Understanding the impact of a non-endoscopic diagnostic test pathway upon cancer pathways using System Dynamics Modelling

System dynamics modelling (SDM) provides a holistic approach to consider the effect of an intervention, incorporating the relationships and processes within a system. This approach enables the observation of expected and unintended consequences that may occur following implementation, providing a framework that can test a pathway based on varying demands and resource levels, ensuring deployment can be responsibly managed. As part of a wider mixed-methods evaluation, SDM can provide an enhanced view of the wide-ranging effects of an intervention, providing a robust framework to support economic and quantitative evaluation.

Introduction

Barrett’s oesophagus occurs when the inner lining at the lower end of the oesophagus is damaged due to acid reflux and can develop into oesophageal cancer. Unity Insights were commissioned to evaluate the impact of a minimally invasive, non-endoscopic diagnostic test for the detection of Barrett’s oesophagus and early oesophageal cancer for individuals living with chronic reflux.

The two main patient cohorts examined were:

• Proactive case finding: Patients living with chronic reflux who were at risk of oesophageal cancer were invited to take a non-endoscopic diagnostic test in Primary Care
• Barrett’s surveillance: Patients already diagnosed with Barrett’s oesophagus and requiring surveillance who were at risk of oesophageal cancer were offered the test in replace of an endoscopy.

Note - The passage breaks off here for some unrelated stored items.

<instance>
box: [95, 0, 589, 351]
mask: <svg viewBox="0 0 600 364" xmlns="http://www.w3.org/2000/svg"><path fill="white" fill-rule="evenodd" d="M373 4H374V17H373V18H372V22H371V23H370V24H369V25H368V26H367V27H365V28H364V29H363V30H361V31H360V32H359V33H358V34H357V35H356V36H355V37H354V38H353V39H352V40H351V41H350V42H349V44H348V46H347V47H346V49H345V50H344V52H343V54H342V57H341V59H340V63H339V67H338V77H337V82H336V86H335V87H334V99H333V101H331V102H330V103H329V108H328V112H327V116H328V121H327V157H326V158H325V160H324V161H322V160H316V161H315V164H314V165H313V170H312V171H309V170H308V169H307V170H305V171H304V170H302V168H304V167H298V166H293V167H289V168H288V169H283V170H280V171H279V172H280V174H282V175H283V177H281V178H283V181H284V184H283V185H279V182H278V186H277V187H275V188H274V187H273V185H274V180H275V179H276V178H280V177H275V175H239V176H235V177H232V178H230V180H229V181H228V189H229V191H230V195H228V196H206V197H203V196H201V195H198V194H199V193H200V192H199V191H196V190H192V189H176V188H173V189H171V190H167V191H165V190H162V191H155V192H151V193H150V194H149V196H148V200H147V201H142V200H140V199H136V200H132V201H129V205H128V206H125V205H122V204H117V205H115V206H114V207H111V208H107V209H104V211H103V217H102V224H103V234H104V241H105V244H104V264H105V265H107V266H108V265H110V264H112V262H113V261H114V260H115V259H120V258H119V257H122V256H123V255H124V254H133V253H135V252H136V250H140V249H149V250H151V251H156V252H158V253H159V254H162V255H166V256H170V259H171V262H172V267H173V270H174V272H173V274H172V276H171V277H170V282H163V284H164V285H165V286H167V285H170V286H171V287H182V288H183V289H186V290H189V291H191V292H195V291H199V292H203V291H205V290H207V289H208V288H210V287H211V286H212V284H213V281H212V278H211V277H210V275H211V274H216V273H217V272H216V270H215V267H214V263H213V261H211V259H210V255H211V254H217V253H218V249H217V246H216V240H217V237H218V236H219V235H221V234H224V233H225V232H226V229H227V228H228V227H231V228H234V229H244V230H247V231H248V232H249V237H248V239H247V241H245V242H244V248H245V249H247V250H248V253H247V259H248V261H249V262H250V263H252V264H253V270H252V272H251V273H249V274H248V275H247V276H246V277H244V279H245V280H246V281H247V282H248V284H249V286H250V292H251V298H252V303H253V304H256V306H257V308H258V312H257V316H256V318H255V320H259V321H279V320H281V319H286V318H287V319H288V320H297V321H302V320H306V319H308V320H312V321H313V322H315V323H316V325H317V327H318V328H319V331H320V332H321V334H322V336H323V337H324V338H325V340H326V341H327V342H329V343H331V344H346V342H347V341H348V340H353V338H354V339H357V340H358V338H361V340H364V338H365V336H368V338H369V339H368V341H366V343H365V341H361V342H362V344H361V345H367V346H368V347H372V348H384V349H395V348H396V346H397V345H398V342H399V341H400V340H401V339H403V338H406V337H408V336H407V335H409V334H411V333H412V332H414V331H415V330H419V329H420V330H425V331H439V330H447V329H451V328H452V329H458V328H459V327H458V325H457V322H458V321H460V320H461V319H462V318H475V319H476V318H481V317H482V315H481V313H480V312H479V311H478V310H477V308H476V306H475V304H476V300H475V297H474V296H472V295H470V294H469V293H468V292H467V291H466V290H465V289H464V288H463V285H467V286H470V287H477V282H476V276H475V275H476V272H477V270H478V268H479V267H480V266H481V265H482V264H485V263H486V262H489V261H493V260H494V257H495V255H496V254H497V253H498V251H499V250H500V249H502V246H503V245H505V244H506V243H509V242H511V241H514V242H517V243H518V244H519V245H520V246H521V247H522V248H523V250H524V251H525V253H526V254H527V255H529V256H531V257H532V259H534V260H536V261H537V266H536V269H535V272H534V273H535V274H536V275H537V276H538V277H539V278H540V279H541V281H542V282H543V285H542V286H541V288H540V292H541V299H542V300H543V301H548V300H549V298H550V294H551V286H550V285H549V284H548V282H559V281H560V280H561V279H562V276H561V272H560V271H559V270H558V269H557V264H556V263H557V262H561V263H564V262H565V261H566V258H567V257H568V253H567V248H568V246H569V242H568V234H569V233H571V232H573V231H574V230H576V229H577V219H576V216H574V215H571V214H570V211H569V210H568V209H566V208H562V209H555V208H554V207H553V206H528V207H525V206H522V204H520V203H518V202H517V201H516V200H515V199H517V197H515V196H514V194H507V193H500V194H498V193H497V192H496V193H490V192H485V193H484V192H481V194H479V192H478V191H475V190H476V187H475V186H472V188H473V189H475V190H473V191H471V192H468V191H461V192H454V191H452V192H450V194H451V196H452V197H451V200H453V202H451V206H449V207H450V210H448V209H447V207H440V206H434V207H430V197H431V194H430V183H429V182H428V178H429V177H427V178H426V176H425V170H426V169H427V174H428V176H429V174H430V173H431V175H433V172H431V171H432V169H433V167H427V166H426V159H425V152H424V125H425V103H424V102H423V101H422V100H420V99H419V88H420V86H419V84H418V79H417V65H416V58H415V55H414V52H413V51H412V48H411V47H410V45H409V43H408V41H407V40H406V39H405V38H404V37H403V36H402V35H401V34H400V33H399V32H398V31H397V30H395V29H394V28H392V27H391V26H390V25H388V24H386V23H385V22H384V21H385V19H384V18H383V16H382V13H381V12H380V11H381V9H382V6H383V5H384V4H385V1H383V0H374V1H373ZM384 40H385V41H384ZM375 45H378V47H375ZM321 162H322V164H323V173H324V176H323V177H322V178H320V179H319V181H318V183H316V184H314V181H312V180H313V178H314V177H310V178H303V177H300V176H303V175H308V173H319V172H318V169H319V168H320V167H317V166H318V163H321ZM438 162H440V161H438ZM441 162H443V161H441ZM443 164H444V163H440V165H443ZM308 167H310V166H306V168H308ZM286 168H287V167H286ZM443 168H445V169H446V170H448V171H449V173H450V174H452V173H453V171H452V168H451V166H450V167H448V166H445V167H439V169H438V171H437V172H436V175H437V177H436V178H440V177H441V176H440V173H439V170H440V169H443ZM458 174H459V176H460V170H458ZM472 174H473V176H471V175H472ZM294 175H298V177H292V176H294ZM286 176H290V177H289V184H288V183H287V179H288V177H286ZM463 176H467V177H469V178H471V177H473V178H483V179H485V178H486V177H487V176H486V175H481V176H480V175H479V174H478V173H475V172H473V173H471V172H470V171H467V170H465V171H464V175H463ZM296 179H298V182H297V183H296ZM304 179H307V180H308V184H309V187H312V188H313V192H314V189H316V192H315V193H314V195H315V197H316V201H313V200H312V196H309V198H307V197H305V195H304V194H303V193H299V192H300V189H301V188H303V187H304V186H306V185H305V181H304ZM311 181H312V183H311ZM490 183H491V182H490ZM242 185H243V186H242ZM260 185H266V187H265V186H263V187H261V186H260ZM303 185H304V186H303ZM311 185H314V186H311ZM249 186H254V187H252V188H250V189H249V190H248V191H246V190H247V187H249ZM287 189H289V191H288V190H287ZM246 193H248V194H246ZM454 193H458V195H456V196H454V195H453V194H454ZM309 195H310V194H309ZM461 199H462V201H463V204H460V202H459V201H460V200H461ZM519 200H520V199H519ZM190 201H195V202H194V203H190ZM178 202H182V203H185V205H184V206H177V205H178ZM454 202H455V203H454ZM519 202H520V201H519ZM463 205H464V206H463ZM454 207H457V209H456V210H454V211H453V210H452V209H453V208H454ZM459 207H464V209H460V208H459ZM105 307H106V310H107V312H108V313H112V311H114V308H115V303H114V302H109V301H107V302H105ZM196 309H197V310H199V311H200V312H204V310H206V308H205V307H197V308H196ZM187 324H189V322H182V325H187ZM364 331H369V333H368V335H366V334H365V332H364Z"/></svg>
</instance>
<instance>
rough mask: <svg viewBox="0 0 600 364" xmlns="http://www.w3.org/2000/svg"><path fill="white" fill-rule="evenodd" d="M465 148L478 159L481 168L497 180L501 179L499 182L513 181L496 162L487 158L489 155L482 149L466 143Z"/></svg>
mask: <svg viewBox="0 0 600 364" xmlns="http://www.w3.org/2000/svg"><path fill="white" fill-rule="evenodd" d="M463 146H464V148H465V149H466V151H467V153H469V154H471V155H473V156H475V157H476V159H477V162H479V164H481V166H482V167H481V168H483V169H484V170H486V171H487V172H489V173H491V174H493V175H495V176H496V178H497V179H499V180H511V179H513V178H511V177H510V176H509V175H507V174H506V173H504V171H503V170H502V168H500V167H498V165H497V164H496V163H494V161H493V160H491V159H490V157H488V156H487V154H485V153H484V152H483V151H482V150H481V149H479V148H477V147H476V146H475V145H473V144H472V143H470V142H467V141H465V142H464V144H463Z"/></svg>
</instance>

A mixed-methods approach was used to observe the impact of the non-endoscopic diagnostic test, incorporating quantitative, qualitative and health economic analyses to provide a holistic assessment of the intervention and its impact. A key element of the quantitative analysis was the use of systems thinking, and the development of a system dynamics model, observing the impact of introducing an alternative diagnostic pathway upon the wider healthcare system, specifically endoscopic services.

System dynamics is an analytical approach used to understand and simulate complex systems over time. It focuses on the relationships between different components of a system, such as the people, processes, and resources, and how these interactions react to change. The method uses feedback loops, time delays, and a ‘stock and flow’ structure to explore how changes in one part of the system can have wider implications across the pathway.

System Dynamics Methodology

In order to simulate and forecast the long-term impact of implementing the non-endoscopic diagnostic pathway. The following steps were followed:

• Pathway Mapping: Modelling patient flow through the pathway, as well as the traditional endoscopic pathway, including identification, eligibility, uptake, adequacy, and diagnosis.
• Data Integration: Using real-world pilot data from three Cancer Alliances to inform model parameters reflecting case identification, diagnostic and treatment outcomes.
• Scenario Analysis: Three scenarios were modelled:
  • 10-year projection based on pilot activity.
  • Scaling to full Cancer Alliance populations.
  • Incorporating the use of the test for the triage of reflux patients to further reduce endoscopy demand.
• Assumptions: Included population growth, prevalence of Barrett’s oesophagus, and uptake rates. Some data were extrapolated due to limitations in real-world availability.

The system dynamics model was developed in Stella Architect, providing a framework to simulate activity across each cancer alliance over the course of a year.

Key findings

Initial Surge in Demand:

The introduction of Proactive case finding, to screen individuals at-risk of developing oesophageal cancer was identified to create a short-term spike in endoscopy demand, based on the system dynamics model, increasing demand upon secondary care services by 5-12% in the first year. This is primarily due to identifying more patients with Barrett’s Oesophagus requiring confirmatory endoscopies following the initial non-endoscopic screening test.

Long-Term Sustainability:

Over time, demand for endoscopies was projected to taper off and settle at a more manageable level. The number of endoscopies saved through non-endoscopic surveillance of Barrett’s Oesophagus patients over time was projected to outweigh those generated by proactive case finding. These results meant that a phased rollout of proactive case finding was recommended to avoid overwhelming endoscopy services in future, wider deployments.

Using non-endoscopic diagnostic approaches to also triage reflux patients on endoscopy waiting lists was projected to offset up to 95% of the additional endoscopy demand by year 10, highlighting that the full utilisation of the pathway could release pressure from secondary services in the long-term.

Operational Considerations:

The model clarified the importance of balancing proactive case finding with available endoscopy capacity and emphasised the need for efficient triage processes and data-driven planning to manage patient flow.

The potential challenges of proactively diagnosing patients with long-term risk indicators of developing Barrett’s oesophagus or oesophageal cancer, were modelled to observe the potential outcomes of operating the service model at scale. While the service helped identify patients at an earlier stage, allowing for early intervention, and provided reassurance to many more, the model allowed the evaluation team to observe the operational impacts, flagging potential risks to endoscopic services that could be mitigated as the service is deployed.

Overall, the use of a systems thinking approach allowed the project to provide analyses focusing on the operational consequences of the intervention, supporting planning and an understanding of the full potential benefits of future implementations.